Title: Evaluating hydrological model performance using information theory-based metrics

item Pachepsky, Yakov
item MARTINEZ, GONZALO - Universidad De Cordoba
item PAN, FEBG - University Of Utah
item WAGENER, THORSTEN - University Of Bristol
item NICHOLSON, THOMAS - Us Nuclear Regulatory Commission

Submitted to: Hydrology and Earth System Sciences
Publication Type: Peer Reviewed Journal
Publication Acceptance Date: 2/26/2016
Publication Date: 5/26/2016
Citation: Pachepsky, Y.A., Martinez, G., Pan, F., Wagener, T., Nicholson, T. 2016. Evaluating hydrological model performance using information theory-based metrics. Hydrology and Earth System Sciences. doi:0.5194/hess-2016-46.

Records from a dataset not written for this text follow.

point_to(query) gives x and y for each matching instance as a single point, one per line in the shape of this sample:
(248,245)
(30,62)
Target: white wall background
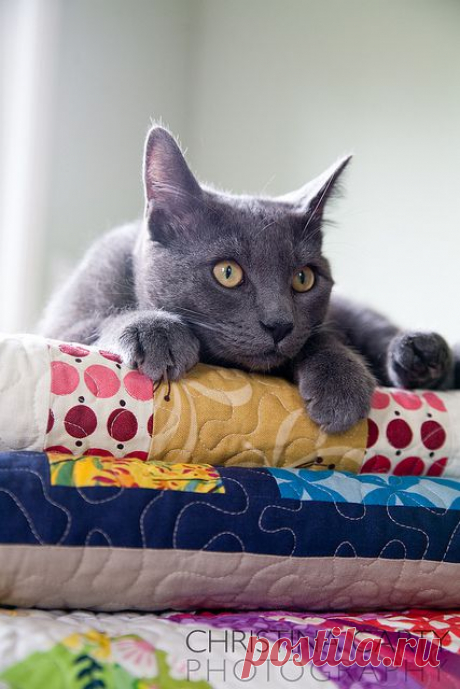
(264,94)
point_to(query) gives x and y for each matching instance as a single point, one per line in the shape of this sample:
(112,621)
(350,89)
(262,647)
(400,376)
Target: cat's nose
(278,329)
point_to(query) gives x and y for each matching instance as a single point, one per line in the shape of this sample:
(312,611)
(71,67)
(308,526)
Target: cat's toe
(419,360)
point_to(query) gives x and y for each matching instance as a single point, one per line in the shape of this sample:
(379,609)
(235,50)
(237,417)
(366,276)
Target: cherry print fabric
(97,405)
(409,433)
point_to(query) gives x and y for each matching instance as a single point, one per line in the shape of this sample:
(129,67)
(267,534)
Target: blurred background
(263,94)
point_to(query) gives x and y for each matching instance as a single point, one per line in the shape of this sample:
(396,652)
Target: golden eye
(228,273)
(303,279)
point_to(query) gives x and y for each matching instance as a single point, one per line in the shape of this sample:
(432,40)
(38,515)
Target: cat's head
(246,273)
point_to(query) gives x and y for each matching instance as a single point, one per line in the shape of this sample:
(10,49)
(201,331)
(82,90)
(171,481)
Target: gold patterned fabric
(225,416)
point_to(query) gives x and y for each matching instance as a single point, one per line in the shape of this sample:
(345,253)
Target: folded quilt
(72,399)
(189,536)
(51,650)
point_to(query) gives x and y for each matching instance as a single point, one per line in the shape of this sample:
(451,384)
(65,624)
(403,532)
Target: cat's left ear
(312,198)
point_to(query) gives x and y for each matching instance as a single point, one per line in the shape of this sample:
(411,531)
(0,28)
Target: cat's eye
(228,273)
(303,279)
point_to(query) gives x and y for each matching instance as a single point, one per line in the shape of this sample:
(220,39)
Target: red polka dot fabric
(408,434)
(97,405)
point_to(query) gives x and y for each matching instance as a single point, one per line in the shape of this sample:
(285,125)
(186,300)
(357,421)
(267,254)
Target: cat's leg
(335,383)
(408,359)
(156,342)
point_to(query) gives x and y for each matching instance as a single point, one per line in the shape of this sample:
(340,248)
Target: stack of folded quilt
(219,493)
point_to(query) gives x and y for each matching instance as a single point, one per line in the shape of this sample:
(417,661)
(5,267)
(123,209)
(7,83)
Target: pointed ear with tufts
(311,199)
(172,193)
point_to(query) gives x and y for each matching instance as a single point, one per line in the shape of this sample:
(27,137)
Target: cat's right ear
(171,191)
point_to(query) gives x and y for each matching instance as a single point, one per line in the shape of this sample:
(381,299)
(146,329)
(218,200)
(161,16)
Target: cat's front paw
(337,395)
(419,360)
(159,345)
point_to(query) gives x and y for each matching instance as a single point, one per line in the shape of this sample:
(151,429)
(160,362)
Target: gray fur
(146,291)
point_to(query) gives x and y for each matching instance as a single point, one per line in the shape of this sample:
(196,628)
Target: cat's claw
(420,360)
(337,399)
(159,347)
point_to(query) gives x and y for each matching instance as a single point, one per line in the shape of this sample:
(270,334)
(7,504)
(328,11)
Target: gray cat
(238,281)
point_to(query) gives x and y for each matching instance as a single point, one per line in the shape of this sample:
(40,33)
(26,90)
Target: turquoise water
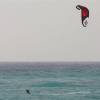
(50,81)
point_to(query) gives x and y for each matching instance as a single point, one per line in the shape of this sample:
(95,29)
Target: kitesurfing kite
(84,14)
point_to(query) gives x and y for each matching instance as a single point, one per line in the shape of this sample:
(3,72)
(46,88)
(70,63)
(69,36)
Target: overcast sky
(48,30)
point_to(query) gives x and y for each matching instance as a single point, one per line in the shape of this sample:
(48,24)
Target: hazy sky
(48,30)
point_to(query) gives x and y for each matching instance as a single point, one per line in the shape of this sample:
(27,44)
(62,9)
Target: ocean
(50,81)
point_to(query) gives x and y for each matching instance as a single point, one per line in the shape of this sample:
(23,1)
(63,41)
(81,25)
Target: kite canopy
(84,14)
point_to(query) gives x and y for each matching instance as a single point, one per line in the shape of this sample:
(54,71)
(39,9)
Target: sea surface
(50,81)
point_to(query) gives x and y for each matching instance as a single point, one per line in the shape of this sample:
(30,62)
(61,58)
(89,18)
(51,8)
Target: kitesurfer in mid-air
(28,91)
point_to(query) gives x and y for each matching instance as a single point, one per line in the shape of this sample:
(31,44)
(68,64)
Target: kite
(84,14)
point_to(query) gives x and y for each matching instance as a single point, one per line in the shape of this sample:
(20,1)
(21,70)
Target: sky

Interpretive Summary: Hydrologic model performance or accuracy is commonly evaluated by comparing differences between simulated vs. measured values at various observation locations and times. It is often observed that different models may have very similar accuracy metrics and yet be based on completely different conceptualizations of processes and their interactions. Metrics are needed that can discriminate between models based on the qualitative correspondence between measured and simulated values. We evaluated a new metric that compares the shape of flow rate dependences on time. This new metric appears to be very efficient in discriminating between models with similar accuracy. The results of this work will be useful for researchers and practitioners-hydrologists, and hydrological model users in that it offers a new efficient tool for choosing between models and justifying the choice.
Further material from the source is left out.